Beware, however, bottles of extra virgin olive oil that state they are certified, but don't include a seal or any information of what organization granted the certification. A certification is only as good as the organization behind it.

3. Look For An Estate Designation On The Label

Buying good quality olive oil is like buying a good bottle of wine. A good bottle of wine will specify the name of the vineyard or vineyards the grapes were grown. The more prestigious the vineyard the more expensive the wine (and in most cases, the more delicious). Less expensive bottles of wine are less likely to include this information because their grapes are inexpensively sourced from here, there, and everywhere.

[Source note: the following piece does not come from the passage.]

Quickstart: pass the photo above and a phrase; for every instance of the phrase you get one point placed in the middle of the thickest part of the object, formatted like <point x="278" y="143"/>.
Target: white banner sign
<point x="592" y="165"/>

Similarly, higher quality olive oils will designate the name of the estate on which the olives were harvested on the label.

4. Check For Harvest Dates

A small bottle of olive oil.

High quality extra virgin olive oils will often designate the date the olives were harvested or pressed on the label. If you see this information on the label, chances are you are holding a premium product in your hands.

Harvest and pressed dates are far more important than when the olive oil was bottled or what the manufacturer has arbitrarily set as an expiration date.

5. Seek Out Olive Oil From Australia, Chile, And California

Australia has stringent testing standards for their olive oils as does the state of California. And neither Chile or Australia allow distributors to mix olive oils from multiple harvests.

6. Buy Local

If you live in an area with olive farms or know of a local artisan who sells olive oil at your neighborhood farmers market, chances are good their olive oil is of higher quality than retail brands made in giant batches.

7. Trust Your Senses

A small bowl of olive oil and bread drizzled with olive oil and fresh rosemary.

If the olive oil you purchased doesn't taste or smell fresh, chances are you've been duped into purchasing an inferior product. If you've been using a brand that tastes and smells stale, rancid or musty, it's time to switch brands.

If you suspect after reading this article that you may be stocking fake olive oil in your pantry, don't throw it away. Hang on to it until you purchase a bottle of higher quality. Taste and smell the two side by side. This will reinforce how good quality extra virgin olive oil is supposed to taste and smell. Once you start using the good stuff, you're not going to want to go back.